The revelations coincided with the release last week of former House Speaker Nancy Pelosi's report. book “The Art of Power.” In a chapter on September 11, he devotes seven pages to the government’s failure to fully follow through on Saudi Arabia and the Bush administration’s resistance to doing so.
Pelosi writes that a joint House-Senate investigation focused on communication failures between intelligence and law enforcement agencies that led to missed opportunities to prevent the tragedy. “But,” she adds, “there was a second major issue that we were not initially allowed to present to the public: the Saudi connection, specifically a clear trail of funding and assistance to these 9/11 terrorists provided by Saudi nationals, and particularly by Saudi diplomats and members of the royal family.”
When it comes to American intelligence, Pelosi knows. For 30 years she was part of the small congressional clique with access to the nation's secrets.
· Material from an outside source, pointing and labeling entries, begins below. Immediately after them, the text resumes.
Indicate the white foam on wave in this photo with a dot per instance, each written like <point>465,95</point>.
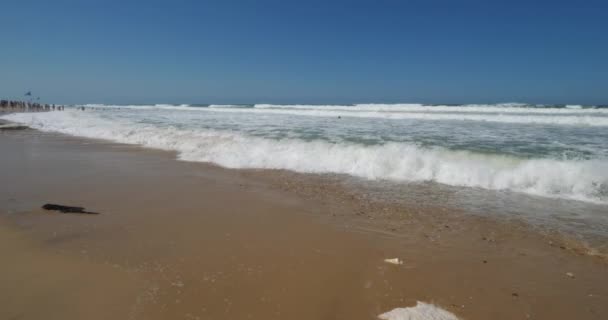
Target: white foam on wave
<point>421,311</point>
<point>581,120</point>
<point>585,180</point>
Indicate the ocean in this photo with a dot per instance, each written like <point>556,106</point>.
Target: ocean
<point>548,163</point>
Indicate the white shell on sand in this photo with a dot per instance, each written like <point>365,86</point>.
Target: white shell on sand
<point>394,261</point>
<point>422,311</point>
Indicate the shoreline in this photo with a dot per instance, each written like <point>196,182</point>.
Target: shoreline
<point>450,257</point>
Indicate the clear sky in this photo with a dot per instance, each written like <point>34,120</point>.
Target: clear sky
<point>305,51</point>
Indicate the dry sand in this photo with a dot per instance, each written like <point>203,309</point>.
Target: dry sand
<point>178,240</point>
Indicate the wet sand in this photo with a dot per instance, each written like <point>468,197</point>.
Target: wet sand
<point>178,240</point>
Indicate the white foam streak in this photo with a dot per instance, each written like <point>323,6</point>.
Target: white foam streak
<point>471,108</point>
<point>494,113</point>
<point>585,180</point>
<point>422,311</point>
<point>581,120</point>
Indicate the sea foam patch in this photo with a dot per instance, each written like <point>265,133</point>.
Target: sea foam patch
<point>421,311</point>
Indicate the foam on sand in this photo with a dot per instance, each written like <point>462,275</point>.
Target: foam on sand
<point>421,311</point>
<point>585,180</point>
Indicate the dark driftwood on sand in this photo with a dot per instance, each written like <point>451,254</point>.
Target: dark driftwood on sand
<point>66,209</point>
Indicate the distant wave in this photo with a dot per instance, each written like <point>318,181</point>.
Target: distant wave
<point>585,180</point>
<point>471,108</point>
<point>556,119</point>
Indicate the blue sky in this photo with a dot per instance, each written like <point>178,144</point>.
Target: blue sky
<point>305,51</point>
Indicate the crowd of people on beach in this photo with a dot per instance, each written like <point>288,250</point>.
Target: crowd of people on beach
<point>12,106</point>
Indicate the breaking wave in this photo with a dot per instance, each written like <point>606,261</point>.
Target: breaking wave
<point>585,180</point>
<point>502,113</point>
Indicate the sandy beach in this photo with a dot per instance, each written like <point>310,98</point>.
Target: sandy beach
<point>180,240</point>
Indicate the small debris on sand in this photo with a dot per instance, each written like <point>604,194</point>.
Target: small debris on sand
<point>66,209</point>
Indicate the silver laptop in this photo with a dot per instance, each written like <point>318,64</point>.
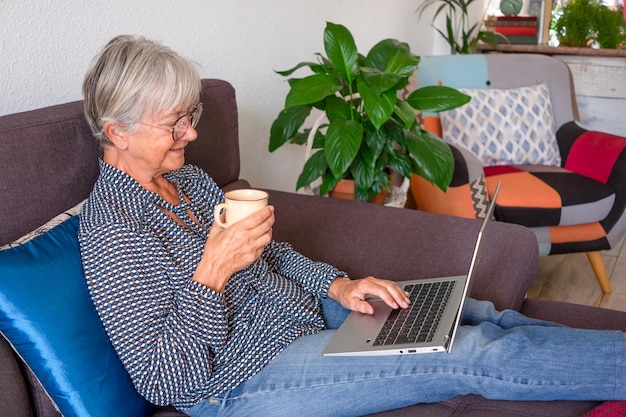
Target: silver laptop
<point>428,325</point>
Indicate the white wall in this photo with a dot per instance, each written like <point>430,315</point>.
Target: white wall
<point>46,45</point>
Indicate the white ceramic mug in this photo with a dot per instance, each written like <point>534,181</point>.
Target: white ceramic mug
<point>239,204</point>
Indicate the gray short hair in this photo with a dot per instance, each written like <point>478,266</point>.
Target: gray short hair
<point>133,77</point>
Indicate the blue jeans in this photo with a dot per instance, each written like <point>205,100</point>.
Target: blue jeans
<point>500,355</point>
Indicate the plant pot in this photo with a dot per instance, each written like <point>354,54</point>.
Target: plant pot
<point>344,190</point>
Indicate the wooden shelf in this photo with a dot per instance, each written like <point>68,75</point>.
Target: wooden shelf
<point>550,50</point>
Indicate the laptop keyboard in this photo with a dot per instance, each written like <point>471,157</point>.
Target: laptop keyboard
<point>419,322</point>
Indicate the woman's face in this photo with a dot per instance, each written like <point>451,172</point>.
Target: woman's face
<point>152,149</point>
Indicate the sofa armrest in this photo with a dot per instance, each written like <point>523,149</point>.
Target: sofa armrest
<point>366,239</point>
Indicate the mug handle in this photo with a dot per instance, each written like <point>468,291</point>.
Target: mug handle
<point>217,215</point>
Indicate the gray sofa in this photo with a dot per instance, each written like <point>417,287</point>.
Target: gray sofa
<point>48,164</point>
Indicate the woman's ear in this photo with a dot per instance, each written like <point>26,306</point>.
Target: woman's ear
<point>115,133</point>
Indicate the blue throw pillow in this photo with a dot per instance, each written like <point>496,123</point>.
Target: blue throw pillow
<point>47,315</point>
What still worries her is this: “We found strong evidence of multiple troubling links to Saudi Arabia, while [Bush officials] “They were trying very hard to link 9/11 with Iraq and with Saddam Hussein.”
Congress authorized Bush to go to war, based on the lie that Iraq possessed weapons of mass destruction. Under pressure from the 9/11 families, he also established an outside commission for a broader investigation of the attacks. report In 2004, it said it had “found no evidence” of complicity by the Saudi government or senior officials, although it did not “exclude the likelihood that charities with significant Saudi government sponsorship diverted funds to al-Qaeda.”
The executive director of the 9/11 commission told the New York Times in his recent report on new evidence that the commission's conclusions 20 years ago “were dependent on the evidence available at the time.”
Exactly. That is why Congress or some outside group created by it should investigate the new leads on Saudi complicity and report back to the nation on its updated findings. Let us honor the victims, not the sacred cows of foreign policy.